One Ghost Per Serving

Page 23

by Nina Post


  A second driver growled. Eric presumed that was He Who Digs In.

  “Yeah,” a third driver said.

  “And you are?” Eric asked.

  “He Who Reclines. These truckers get to go all over the place. They’re always on the move. The only thing I get to do is go to group.”

  One of the drivers made a whistling sound.

  “He Who Cleans?” Eric said.

  “I’m here,” one of the five truckers said with a resigned tone.

  “You’re the group facilitator.” Eric stretched out a hand. “Anything you want to say?”

  The sprite-as-three-hundred-pound-trucker sighed and hitched up his pants. “I do so much for the Dixons. I have stopped three home invasions. I have foiled at least a dozen Halloween-related attacks, some involving eggs. My household protection and management skills would hold up against an English butler’s in a pre-WWI country estate.”
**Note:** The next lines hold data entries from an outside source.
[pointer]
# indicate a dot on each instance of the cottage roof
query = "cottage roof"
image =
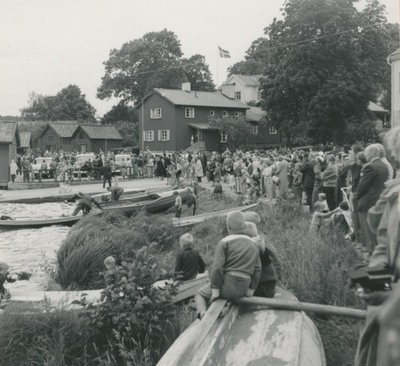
(64, 130)
(25, 139)
(199, 98)
(249, 80)
(98, 132)
(255, 114)
(373, 107)
(7, 131)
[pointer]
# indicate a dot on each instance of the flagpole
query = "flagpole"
(217, 65)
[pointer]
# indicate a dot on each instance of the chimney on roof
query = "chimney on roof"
(228, 90)
(186, 86)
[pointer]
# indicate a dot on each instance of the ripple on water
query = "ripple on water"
(30, 249)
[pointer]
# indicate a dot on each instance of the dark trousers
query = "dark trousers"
(106, 179)
(309, 196)
(330, 197)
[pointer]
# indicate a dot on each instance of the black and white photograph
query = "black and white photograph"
(199, 183)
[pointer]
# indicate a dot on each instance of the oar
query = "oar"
(304, 306)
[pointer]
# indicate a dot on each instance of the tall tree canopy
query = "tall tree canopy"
(153, 61)
(322, 64)
(68, 104)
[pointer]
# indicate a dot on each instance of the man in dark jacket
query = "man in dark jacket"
(107, 173)
(372, 183)
(308, 177)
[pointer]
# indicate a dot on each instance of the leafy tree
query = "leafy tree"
(198, 73)
(120, 112)
(68, 104)
(319, 70)
(152, 61)
(237, 129)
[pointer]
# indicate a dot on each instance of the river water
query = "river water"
(32, 250)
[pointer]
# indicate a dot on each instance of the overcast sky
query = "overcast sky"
(48, 44)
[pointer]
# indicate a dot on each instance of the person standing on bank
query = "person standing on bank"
(13, 170)
(372, 183)
(107, 174)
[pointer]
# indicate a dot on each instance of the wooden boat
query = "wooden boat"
(192, 220)
(67, 300)
(153, 203)
(248, 335)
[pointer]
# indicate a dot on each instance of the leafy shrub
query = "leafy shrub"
(133, 315)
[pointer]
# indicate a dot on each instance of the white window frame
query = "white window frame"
(253, 129)
(189, 112)
(148, 135)
(156, 113)
(224, 137)
(164, 135)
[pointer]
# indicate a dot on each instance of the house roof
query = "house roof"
(198, 98)
(255, 114)
(65, 130)
(97, 132)
(250, 80)
(7, 131)
(373, 107)
(25, 139)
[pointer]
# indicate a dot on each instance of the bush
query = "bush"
(134, 315)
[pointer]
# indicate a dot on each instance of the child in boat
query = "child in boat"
(115, 192)
(268, 279)
(218, 189)
(178, 204)
(237, 266)
(188, 263)
(252, 216)
(191, 200)
(6, 276)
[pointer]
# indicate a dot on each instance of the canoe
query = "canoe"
(47, 300)
(248, 335)
(192, 220)
(153, 203)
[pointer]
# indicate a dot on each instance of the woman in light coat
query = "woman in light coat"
(199, 170)
(13, 170)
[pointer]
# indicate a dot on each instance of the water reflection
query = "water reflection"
(32, 249)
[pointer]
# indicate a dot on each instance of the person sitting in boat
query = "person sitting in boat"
(178, 204)
(254, 217)
(6, 276)
(85, 203)
(218, 189)
(237, 266)
(188, 263)
(268, 279)
(191, 200)
(116, 192)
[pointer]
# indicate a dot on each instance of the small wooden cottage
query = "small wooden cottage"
(25, 146)
(93, 138)
(9, 140)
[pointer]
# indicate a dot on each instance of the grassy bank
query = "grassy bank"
(314, 268)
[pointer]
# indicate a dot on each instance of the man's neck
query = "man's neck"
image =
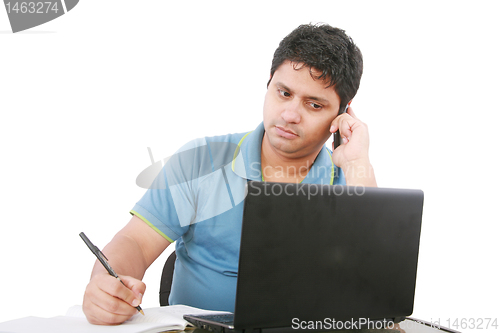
(278, 167)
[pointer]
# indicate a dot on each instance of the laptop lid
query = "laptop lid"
(321, 252)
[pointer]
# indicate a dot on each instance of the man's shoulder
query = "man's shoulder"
(231, 137)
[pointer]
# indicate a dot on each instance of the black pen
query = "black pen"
(104, 261)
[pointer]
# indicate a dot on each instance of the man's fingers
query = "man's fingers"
(117, 289)
(136, 286)
(108, 310)
(351, 113)
(108, 301)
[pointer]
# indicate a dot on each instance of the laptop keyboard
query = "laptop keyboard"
(225, 318)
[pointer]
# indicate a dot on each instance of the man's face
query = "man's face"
(298, 111)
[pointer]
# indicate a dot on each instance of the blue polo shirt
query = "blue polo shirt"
(197, 200)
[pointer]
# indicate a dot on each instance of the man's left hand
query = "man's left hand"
(352, 154)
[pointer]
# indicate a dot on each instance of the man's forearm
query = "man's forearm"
(360, 174)
(125, 256)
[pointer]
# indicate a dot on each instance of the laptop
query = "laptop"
(321, 257)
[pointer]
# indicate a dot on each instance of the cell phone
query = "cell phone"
(336, 135)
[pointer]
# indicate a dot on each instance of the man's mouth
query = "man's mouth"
(285, 132)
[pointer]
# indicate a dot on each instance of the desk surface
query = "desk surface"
(410, 325)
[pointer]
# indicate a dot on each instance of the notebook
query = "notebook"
(324, 257)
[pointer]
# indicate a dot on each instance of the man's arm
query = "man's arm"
(352, 154)
(130, 253)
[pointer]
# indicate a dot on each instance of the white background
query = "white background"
(83, 96)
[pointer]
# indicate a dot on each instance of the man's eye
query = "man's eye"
(315, 106)
(284, 93)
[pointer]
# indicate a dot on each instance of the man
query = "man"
(315, 72)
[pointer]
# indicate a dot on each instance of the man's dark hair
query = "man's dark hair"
(325, 49)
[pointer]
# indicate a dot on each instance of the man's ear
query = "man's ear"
(270, 78)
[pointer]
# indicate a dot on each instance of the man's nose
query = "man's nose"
(291, 114)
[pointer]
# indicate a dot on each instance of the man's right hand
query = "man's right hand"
(108, 302)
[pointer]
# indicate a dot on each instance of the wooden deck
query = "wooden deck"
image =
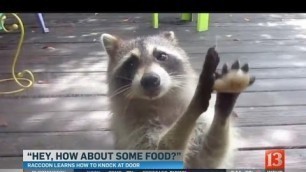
(67, 108)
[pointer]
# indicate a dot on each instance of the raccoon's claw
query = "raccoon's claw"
(234, 80)
(236, 65)
(211, 62)
(245, 68)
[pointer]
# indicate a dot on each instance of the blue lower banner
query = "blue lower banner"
(138, 170)
(103, 165)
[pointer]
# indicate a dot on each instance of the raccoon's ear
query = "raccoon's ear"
(110, 44)
(170, 36)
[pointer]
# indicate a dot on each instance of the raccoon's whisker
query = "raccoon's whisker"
(122, 77)
(120, 90)
(129, 94)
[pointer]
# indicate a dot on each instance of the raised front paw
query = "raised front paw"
(234, 80)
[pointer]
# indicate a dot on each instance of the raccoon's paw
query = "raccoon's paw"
(234, 80)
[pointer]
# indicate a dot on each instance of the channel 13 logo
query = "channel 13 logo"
(275, 159)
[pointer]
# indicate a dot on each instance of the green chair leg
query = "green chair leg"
(203, 22)
(1, 15)
(187, 16)
(155, 20)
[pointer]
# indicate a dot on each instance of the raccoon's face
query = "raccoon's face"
(145, 67)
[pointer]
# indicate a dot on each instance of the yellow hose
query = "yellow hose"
(21, 75)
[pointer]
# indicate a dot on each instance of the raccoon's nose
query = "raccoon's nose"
(150, 81)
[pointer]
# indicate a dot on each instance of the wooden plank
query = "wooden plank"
(11, 163)
(80, 102)
(81, 58)
(270, 116)
(40, 122)
(184, 32)
(54, 104)
(191, 46)
(251, 137)
(93, 84)
(286, 98)
(272, 136)
(14, 144)
(295, 160)
(93, 19)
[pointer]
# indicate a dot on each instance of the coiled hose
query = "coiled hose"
(21, 76)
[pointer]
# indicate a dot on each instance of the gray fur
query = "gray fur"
(177, 119)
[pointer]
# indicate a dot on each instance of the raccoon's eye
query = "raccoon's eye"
(162, 56)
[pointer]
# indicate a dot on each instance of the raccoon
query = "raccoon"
(158, 102)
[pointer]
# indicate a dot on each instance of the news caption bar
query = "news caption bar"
(99, 160)
(110, 161)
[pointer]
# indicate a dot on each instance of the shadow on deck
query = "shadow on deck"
(67, 108)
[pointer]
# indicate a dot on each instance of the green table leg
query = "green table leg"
(203, 22)
(186, 16)
(155, 20)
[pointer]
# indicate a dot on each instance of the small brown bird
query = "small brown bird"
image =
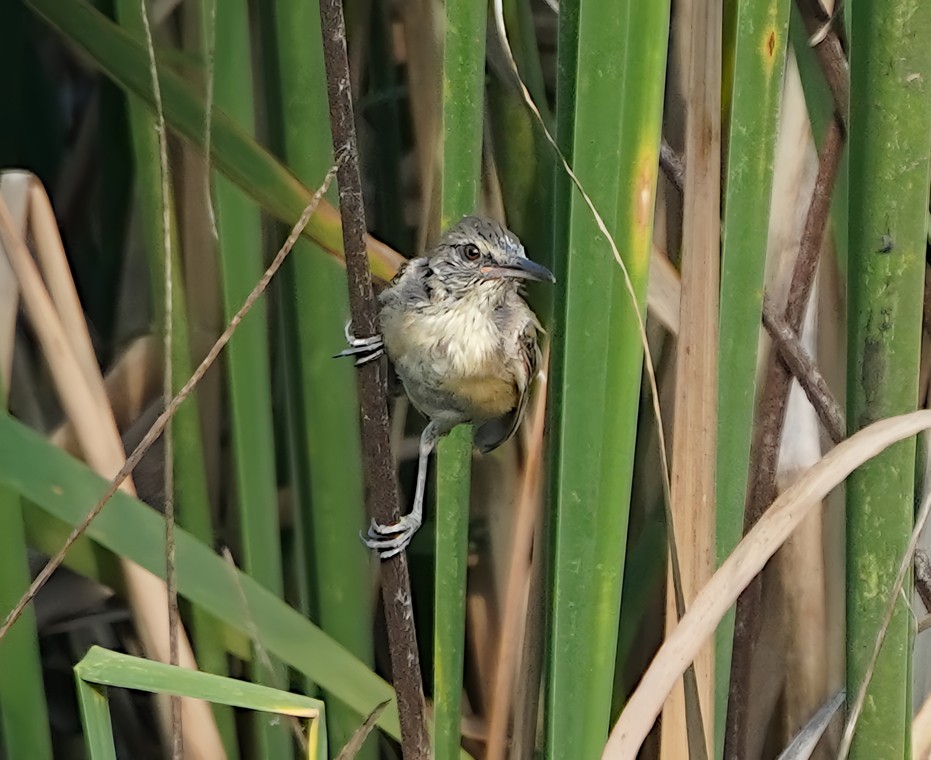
(464, 343)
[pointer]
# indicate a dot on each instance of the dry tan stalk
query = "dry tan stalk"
(747, 559)
(85, 403)
(131, 384)
(514, 610)
(695, 424)
(921, 731)
(14, 189)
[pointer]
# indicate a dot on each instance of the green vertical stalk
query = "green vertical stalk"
(191, 494)
(463, 106)
(610, 79)
(759, 64)
(325, 450)
(889, 144)
(247, 356)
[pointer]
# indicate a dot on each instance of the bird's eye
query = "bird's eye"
(470, 252)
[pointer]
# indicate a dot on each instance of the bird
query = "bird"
(463, 342)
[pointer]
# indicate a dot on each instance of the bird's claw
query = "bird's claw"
(389, 540)
(363, 350)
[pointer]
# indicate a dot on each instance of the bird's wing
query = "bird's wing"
(492, 434)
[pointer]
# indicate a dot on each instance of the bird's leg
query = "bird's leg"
(364, 349)
(392, 539)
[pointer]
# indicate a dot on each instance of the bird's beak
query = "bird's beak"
(523, 269)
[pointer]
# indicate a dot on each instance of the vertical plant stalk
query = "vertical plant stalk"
(247, 363)
(325, 453)
(462, 112)
(597, 351)
(694, 434)
(171, 579)
(193, 508)
(889, 144)
(25, 724)
(764, 453)
(759, 65)
(382, 486)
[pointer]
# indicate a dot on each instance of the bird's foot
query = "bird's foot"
(391, 539)
(363, 349)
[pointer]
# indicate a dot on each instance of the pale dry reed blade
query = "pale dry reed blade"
(81, 390)
(748, 558)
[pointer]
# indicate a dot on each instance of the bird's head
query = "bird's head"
(478, 255)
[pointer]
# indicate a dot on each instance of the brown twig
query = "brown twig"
(830, 54)
(159, 425)
(802, 366)
(764, 454)
(382, 487)
(672, 165)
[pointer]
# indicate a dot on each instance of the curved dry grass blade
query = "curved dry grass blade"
(750, 556)
(84, 399)
(159, 425)
(805, 741)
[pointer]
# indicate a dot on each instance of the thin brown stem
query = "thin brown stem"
(381, 483)
(764, 453)
(830, 53)
(799, 362)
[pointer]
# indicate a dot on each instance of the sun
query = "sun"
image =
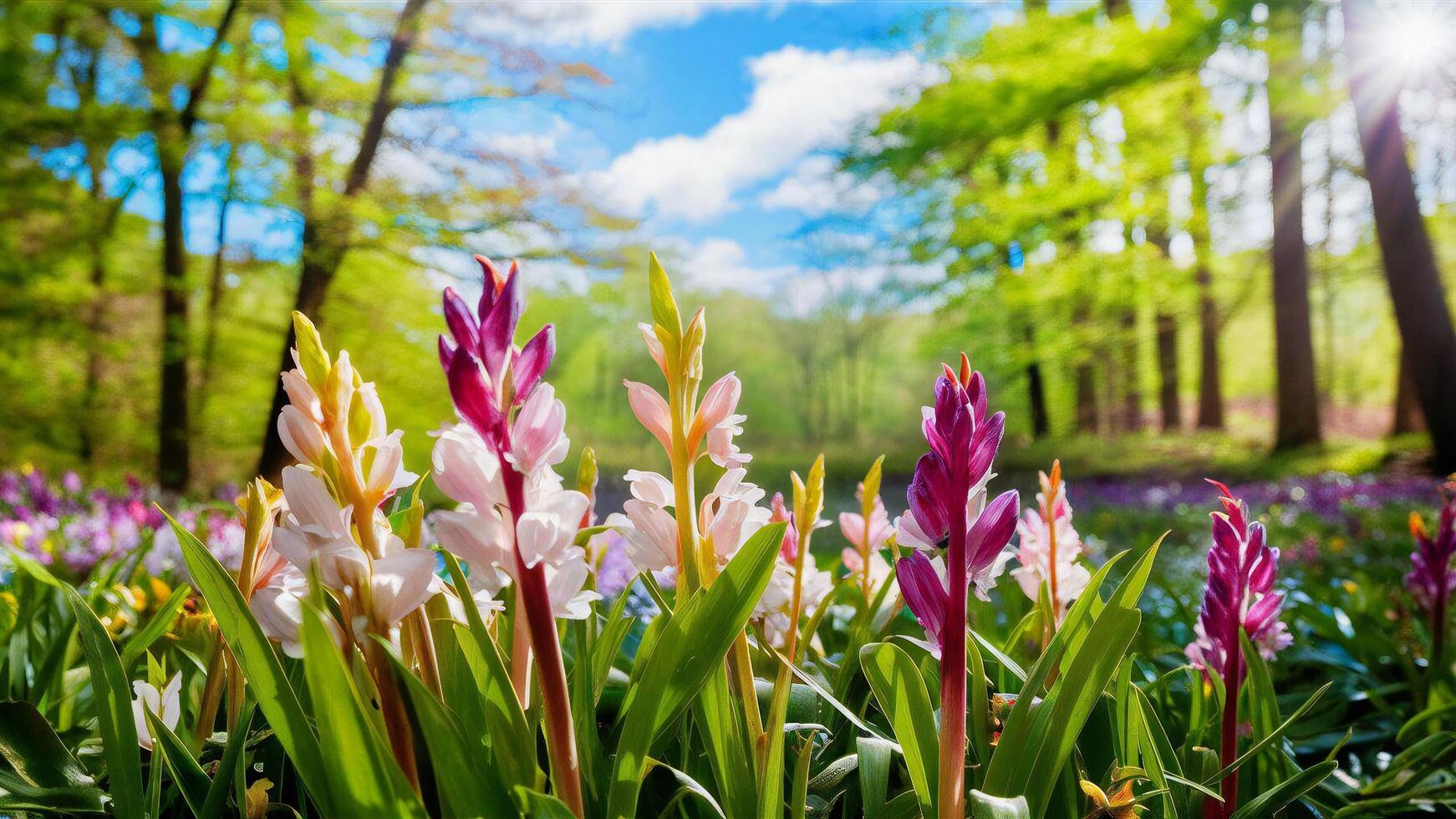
(1417, 39)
  Eric considered this. “Can’t you be a household sprite in some other household, for some other family? Maybe the Dixons are just ungrateful jerks.”

  The sprite-as-trucker blinked baggy, heavy-lidded eyes. “Well. Perhaps they are.”

  “Let the truckers go.” Eric crossed his arms. “You all gave me your word.”

  The spirits pouted, but phased slowly out of the truck drivers. With the spirits gone, the drivers all looked a little sheepish, as though coming to from a blackout period was not that unusual. The drivers wandered over to a picnic table where Eric had conveniently left a twelve-pack of beer, and drank in silence.

  Eric held a finger up to the spirits indicating that he’d be back, but they followed him into the truck stop. He Who Eats Grapes, He Who Dances for Ladies, and even She Who Floats, the floating jellyfish head, joined the others in the group and trailed behind.

  “What are we doing – is it a surprise party?” He Who Dances for Ladies asked.

  Eric returned to his laptop. “Okay, my process neutralized those spirits in the spores,” Taffy told Eric on video chat. “I can repeat the process for the yogurts in the truck.”

  “What about the yogurts we can’t get to?” Eric said.

  “I can’t believe we’re having this conversation,” Rex said.

  “Taffy, just to let you know, we have some company.” Eric gave her a look which basically said, ‘I know that sounds crazy but since you’re neutralizing spirits in spores anyway, maybe you’ll go with it.’

  She shrugged and raised her eyebrows, which said, ‘Yeah, so?’

  “There’s a spirit here,” Eric clarified. “A ghost. An insubstantial entity.”

  “Oh, I’m insubstantial?” Rex said, then narrowed his eyes and leaned toward Eric. “Who was watching Camel Toe Intervention on TV the other day? I’ll give you a hint: it wasn’t me.”

  Eric gave Rex a withering look. “Can you work with her to figure out a way to get the spirits out of people or not?”

  “Well, she could be my daughter, so, yes,” Rex said.

  “She is not your daughter,” Eric said.

  “WHAT?” Taffy said.

  “Nothing, honey.” Eric squeezed her shoulder.

  Eric noticed something peculiar on the TV at the corner of the room. He found a remote and raised the volume.

  “This is Larson Hark reporting from Jamesville Regional Airport.”

  A blur of people passed around Hark, who wore a blue raincoat with a hood, like a weatherman reporting from a beach during a hurricane. Even though he was buffeted and elbowed and occasionally punched, not to mention barfed on, he resolutely held his ground in the very middle of the airport terminal.

  “Wow, he’s an idiot,” Taffy said.

  Hark raised his voice over the din. “All of the airport’s concession stands have closed, and hordes of weary travelers are exhibiting –” A man took Hark’s raincoat in his fists and tore the sleeve off, causing Hark to drop his microphone, fall to the ground, then scramble to stand back up with his mic and a semblance of dignity, “– extreme behavior.”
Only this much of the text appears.